Au fil des images, son art de la suggestion fascine, et le traitement photographique, qui emprunte à l’univers de la vie parfaite, telle qu’on le décline inlassablement sur les réseaux sociaux, dénonce en creux cette quête d’illusion qui fait de sa propre image la drogue la plus dure. La seconde série exposée dans la galerie poursuit d'ailleurs cette quête de soi au royaume des apparences. Dans « Délits d’objets », Pauline Rousseau pulvérise avec élégance cette supercherie que sont les Boulots de merde proposés jusqu’à un âge avancé aux nouvelles générations : «Après cinq années d’études supérieures et de jobs étudiants, des centaines de curriculum vitæ envoyés, environ quarante entretiens et vingt-deux emplois différents, ma capacité à faire semblant s’est sérieusement étiolée. Inventer des compétences inexistantes, se dire «dynamique» et «motivée» pour plier des vêtements pendant les soldes en étant payée 7 euros de l’heure, énoncer de manière convaincue que mon seul défaut est le «perfectionnisme» et que je suis «quasi-bilingue» en anglais et en espagnol... »

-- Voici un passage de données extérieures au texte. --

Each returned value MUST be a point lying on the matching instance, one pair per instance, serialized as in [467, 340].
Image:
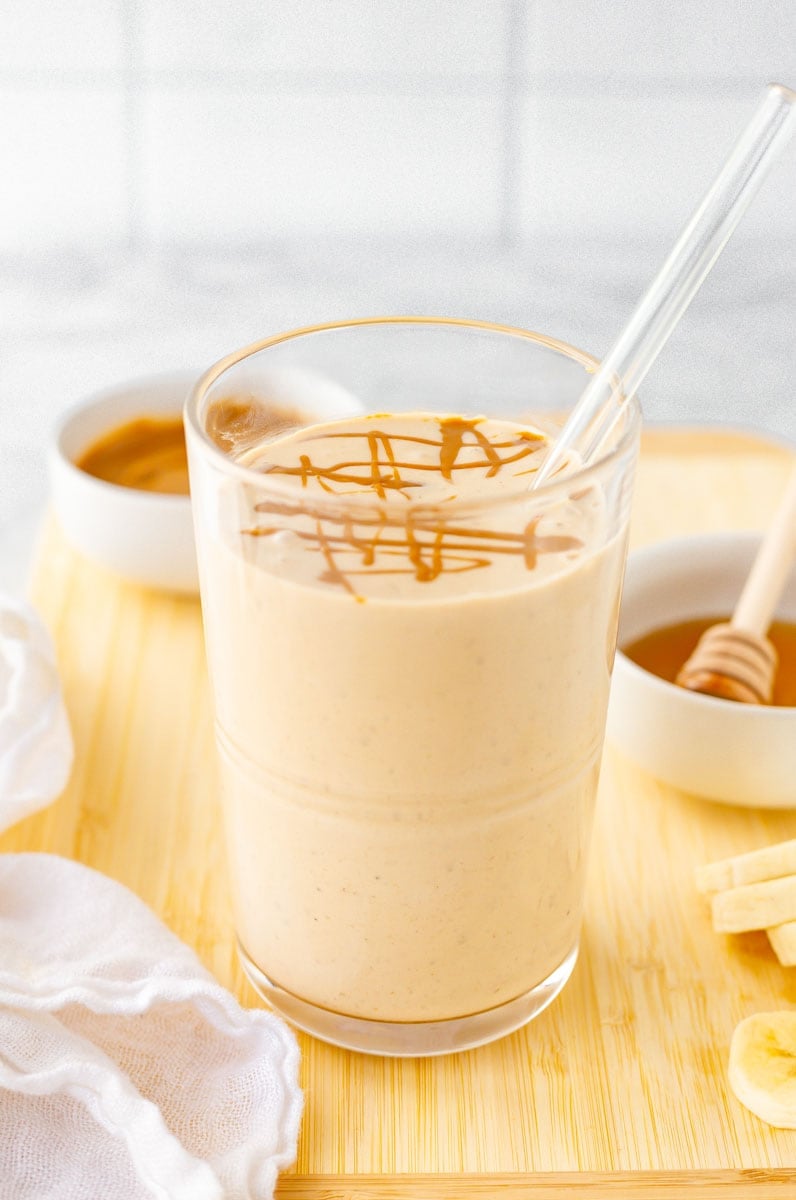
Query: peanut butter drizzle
[452, 430]
[147, 454]
[452, 547]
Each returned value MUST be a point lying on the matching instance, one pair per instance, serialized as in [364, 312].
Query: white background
[183, 178]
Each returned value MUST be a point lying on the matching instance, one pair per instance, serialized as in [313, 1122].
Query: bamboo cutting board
[620, 1086]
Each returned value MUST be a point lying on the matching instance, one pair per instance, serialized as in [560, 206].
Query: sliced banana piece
[755, 867]
[762, 1067]
[783, 941]
[754, 906]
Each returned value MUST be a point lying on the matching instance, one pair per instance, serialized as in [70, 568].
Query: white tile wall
[64, 165]
[40, 36]
[160, 119]
[635, 165]
[695, 45]
[331, 166]
[321, 40]
[181, 177]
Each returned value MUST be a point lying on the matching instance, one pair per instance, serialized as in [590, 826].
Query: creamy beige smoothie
[411, 658]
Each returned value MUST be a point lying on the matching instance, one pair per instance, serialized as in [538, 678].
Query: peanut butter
[147, 454]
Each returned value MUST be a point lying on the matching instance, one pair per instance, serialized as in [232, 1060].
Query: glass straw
[676, 283]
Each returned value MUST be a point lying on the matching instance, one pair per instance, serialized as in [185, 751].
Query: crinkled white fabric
[35, 739]
[125, 1069]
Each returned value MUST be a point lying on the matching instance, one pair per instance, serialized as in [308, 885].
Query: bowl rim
[696, 701]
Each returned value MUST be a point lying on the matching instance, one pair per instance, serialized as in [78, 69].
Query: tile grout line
[131, 19]
[510, 148]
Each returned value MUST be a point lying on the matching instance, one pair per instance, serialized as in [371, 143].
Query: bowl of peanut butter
[119, 474]
[119, 481]
[741, 754]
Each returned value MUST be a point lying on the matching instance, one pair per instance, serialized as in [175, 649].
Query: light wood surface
[622, 1077]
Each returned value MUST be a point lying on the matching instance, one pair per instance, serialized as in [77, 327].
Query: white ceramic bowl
[740, 754]
[144, 537]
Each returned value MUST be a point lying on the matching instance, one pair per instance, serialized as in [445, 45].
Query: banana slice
[755, 867]
[762, 1067]
[783, 941]
[754, 906]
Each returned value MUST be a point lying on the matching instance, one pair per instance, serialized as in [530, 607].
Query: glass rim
[265, 483]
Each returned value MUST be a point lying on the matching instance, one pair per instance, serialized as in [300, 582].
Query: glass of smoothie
[410, 652]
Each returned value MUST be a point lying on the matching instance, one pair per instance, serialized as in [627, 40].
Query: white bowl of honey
[717, 749]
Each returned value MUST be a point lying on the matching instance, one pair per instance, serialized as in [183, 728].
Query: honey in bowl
[147, 454]
[664, 651]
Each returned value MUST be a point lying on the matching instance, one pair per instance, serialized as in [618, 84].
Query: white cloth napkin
[125, 1069]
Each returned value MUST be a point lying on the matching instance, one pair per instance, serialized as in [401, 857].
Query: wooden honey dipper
[735, 660]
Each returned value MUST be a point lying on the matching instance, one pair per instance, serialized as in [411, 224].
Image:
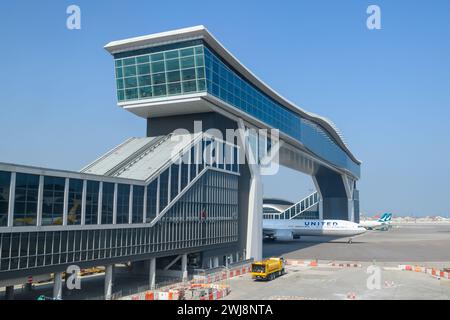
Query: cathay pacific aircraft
[289, 229]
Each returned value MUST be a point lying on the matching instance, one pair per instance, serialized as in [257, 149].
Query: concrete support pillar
[254, 226]
[57, 286]
[184, 267]
[216, 262]
[254, 239]
[109, 270]
[351, 211]
[152, 274]
[9, 293]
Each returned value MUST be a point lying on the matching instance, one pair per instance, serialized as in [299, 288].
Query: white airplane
[381, 224]
[285, 230]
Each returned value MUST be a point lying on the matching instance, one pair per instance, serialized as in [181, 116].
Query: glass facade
[183, 68]
[75, 202]
[107, 203]
[208, 212]
[304, 209]
[83, 197]
[26, 199]
[160, 74]
[123, 204]
[53, 201]
[5, 181]
[138, 204]
[92, 196]
[152, 198]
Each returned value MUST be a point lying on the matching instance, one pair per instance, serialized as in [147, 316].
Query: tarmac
[377, 253]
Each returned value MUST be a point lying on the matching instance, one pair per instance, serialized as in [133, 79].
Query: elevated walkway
[304, 209]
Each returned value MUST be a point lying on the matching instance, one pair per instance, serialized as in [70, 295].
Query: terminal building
[178, 191]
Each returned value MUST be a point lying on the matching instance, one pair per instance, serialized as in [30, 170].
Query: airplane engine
[284, 235]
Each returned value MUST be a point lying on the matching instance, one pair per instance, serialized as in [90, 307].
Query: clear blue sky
[388, 91]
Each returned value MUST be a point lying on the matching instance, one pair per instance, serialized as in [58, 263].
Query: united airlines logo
[320, 224]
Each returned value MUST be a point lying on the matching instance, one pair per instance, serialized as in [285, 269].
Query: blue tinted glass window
[163, 189]
[5, 181]
[152, 190]
[53, 201]
[123, 203]
[107, 203]
[174, 180]
[138, 204]
[75, 201]
[92, 194]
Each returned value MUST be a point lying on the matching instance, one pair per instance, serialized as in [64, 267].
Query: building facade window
[53, 201]
[75, 202]
[123, 203]
[107, 203]
[174, 174]
[91, 209]
[26, 199]
[165, 73]
[138, 204]
[5, 182]
[152, 198]
[163, 189]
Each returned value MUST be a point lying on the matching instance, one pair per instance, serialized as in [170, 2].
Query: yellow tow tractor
[268, 269]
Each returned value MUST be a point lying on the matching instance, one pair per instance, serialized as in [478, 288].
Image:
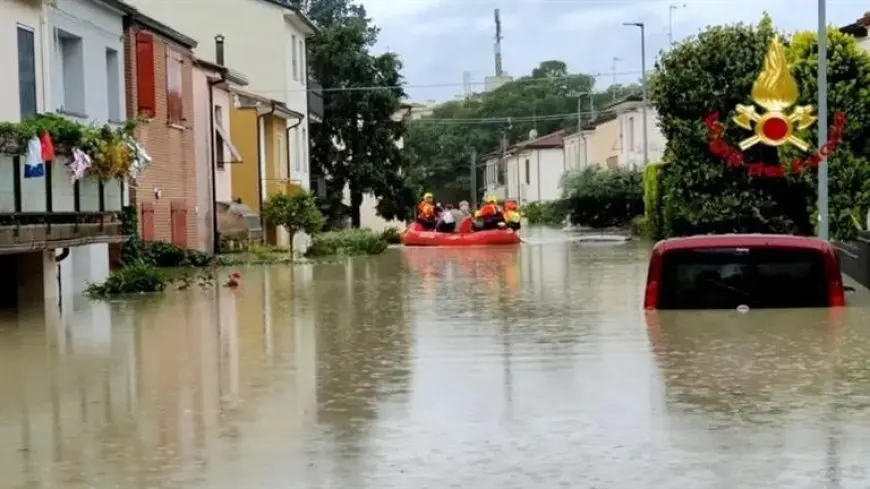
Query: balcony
[315, 101]
[51, 212]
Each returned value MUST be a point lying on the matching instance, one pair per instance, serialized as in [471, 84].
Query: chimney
[219, 49]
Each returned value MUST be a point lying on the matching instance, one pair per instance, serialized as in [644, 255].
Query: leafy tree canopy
[713, 73]
[356, 144]
[440, 146]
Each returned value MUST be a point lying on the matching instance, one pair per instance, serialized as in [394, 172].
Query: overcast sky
[439, 39]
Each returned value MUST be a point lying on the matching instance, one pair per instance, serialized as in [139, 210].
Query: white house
[529, 171]
[87, 85]
[616, 137]
[265, 40]
[63, 57]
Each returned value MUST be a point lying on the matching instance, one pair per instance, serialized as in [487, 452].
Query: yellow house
[604, 142]
[259, 127]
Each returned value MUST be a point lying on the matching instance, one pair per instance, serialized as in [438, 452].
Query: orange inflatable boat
[415, 235]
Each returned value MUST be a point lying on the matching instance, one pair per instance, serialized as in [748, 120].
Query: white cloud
[390, 11]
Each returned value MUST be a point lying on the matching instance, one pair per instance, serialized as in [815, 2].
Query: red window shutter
[145, 94]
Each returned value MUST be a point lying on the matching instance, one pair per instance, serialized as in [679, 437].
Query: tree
[295, 211]
[440, 147]
[356, 144]
[712, 74]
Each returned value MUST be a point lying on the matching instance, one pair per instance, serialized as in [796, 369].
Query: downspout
[287, 141]
[219, 58]
[260, 135]
[57, 259]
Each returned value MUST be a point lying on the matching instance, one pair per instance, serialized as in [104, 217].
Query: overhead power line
[530, 81]
[502, 120]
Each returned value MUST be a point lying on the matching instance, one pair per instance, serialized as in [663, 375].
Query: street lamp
[643, 83]
[671, 8]
[823, 120]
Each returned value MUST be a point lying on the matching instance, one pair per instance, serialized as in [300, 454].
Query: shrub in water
[349, 242]
[168, 255]
[603, 197]
[136, 278]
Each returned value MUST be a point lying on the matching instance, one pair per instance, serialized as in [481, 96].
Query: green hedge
[136, 278]
[349, 242]
[545, 213]
[650, 225]
[715, 71]
[603, 197]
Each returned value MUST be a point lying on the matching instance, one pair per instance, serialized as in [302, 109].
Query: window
[146, 100]
[303, 68]
[113, 84]
[174, 92]
[72, 61]
[26, 72]
[725, 278]
[295, 58]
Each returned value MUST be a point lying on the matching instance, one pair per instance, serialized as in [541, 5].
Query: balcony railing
[315, 100]
[52, 212]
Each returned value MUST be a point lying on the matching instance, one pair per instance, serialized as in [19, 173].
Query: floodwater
[491, 368]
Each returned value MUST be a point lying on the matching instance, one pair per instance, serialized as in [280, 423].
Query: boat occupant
[489, 215]
[446, 221]
[426, 215]
[512, 215]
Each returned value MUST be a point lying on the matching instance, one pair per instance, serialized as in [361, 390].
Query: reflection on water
[527, 366]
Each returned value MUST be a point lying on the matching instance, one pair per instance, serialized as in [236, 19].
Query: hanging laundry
[141, 159]
[34, 165]
[78, 165]
[47, 146]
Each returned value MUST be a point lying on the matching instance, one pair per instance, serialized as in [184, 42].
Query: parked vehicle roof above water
[758, 271]
[742, 240]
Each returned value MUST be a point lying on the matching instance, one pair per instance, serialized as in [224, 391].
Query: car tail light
[653, 279]
[836, 293]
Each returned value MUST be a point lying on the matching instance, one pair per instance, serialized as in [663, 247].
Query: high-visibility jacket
[425, 210]
[488, 210]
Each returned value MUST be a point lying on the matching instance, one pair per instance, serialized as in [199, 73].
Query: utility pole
[615, 60]
[473, 178]
[643, 82]
[671, 8]
[498, 67]
[823, 119]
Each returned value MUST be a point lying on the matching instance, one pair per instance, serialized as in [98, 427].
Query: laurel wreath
[735, 158]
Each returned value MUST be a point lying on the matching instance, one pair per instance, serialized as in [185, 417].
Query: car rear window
[726, 278]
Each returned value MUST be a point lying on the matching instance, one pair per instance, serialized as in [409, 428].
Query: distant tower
[498, 69]
[466, 83]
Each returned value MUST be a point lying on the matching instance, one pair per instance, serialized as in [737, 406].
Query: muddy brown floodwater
[493, 368]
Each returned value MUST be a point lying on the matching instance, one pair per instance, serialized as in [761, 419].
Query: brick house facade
[159, 84]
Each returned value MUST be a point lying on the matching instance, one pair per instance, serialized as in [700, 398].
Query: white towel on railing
[34, 166]
[78, 164]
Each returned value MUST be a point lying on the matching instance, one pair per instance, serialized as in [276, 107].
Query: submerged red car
[730, 271]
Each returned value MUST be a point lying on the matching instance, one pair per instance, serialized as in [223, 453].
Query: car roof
[742, 241]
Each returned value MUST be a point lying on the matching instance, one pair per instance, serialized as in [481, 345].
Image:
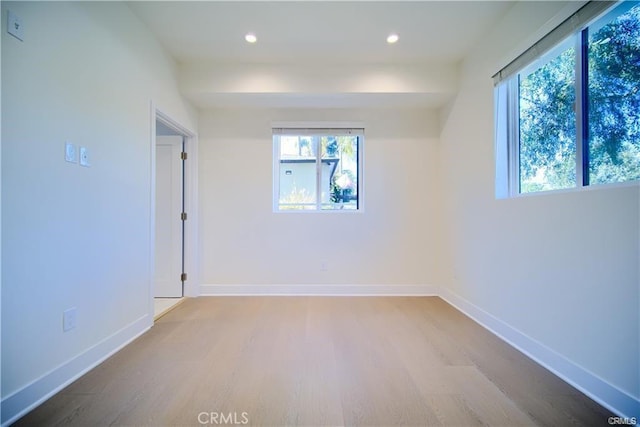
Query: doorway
[169, 274]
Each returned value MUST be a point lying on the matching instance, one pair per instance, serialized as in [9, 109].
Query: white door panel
[168, 263]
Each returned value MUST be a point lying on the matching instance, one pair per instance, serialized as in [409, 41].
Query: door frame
[191, 267]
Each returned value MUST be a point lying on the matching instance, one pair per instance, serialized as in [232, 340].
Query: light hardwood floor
[318, 361]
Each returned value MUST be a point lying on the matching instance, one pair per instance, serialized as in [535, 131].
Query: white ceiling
[317, 32]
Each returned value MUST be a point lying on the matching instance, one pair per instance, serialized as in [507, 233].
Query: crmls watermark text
[623, 421]
[223, 418]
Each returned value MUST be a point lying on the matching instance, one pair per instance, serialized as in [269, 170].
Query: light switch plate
[15, 26]
[84, 157]
[70, 153]
[69, 319]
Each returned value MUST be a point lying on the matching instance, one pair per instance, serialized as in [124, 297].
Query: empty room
[320, 213]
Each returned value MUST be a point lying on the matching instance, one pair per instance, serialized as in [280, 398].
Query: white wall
[393, 241]
[75, 236]
[560, 268]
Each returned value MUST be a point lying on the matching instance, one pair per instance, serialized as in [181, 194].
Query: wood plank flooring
[318, 361]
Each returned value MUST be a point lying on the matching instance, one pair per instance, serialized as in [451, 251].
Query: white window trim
[507, 162]
[332, 128]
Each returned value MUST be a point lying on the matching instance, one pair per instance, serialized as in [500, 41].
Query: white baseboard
[19, 403]
[22, 401]
[319, 290]
[609, 396]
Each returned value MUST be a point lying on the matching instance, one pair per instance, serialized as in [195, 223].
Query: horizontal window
[570, 117]
[317, 169]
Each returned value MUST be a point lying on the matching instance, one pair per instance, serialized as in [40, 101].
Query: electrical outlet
[70, 153]
[69, 319]
[14, 26]
[84, 157]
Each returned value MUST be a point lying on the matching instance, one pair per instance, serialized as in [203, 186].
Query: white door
[169, 242]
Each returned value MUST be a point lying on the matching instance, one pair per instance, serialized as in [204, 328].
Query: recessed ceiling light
[393, 37]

Ce point de départ donne lieu à une série d’images qui repose encore sur l’idée du recto-verso. D’un côté, une petite édition d’artiste où Pauline Rousseau présente les images froides, cliniques, des objets qu’elle prétend avoir dérobés lors de ces boulots de seconde zone qui ont dévoré sa vie : crayons de couleur d’un magasin d’arts graphiques, dosettes de café, chaussures… sont photographiés à titre de preuves, comme dans un dossier policier instruit à charge. A ce livret répond une série de collodions, ce très ancien procédé photographique sur plaque inventé en 1851 par Frédérick Scott Archer, qui met en scène l’artiste avec ces objets. Grâce à ce procédé révolu, ces images semblent mystérieusement exhumées du passé, révélant un charme presque hypnotique. Si vous passez, avant le 23 février, 49 rue Notre-Dame de Nazareth, n’hésitez pas à entrer. Vous n’en ressortirez peut-être pas tout à fait par le même espace temps.

Galerie Dilecta, 49 rue Notre-Dame-de-Nazareth, 75003 Paris. Jusqu'au 23 février.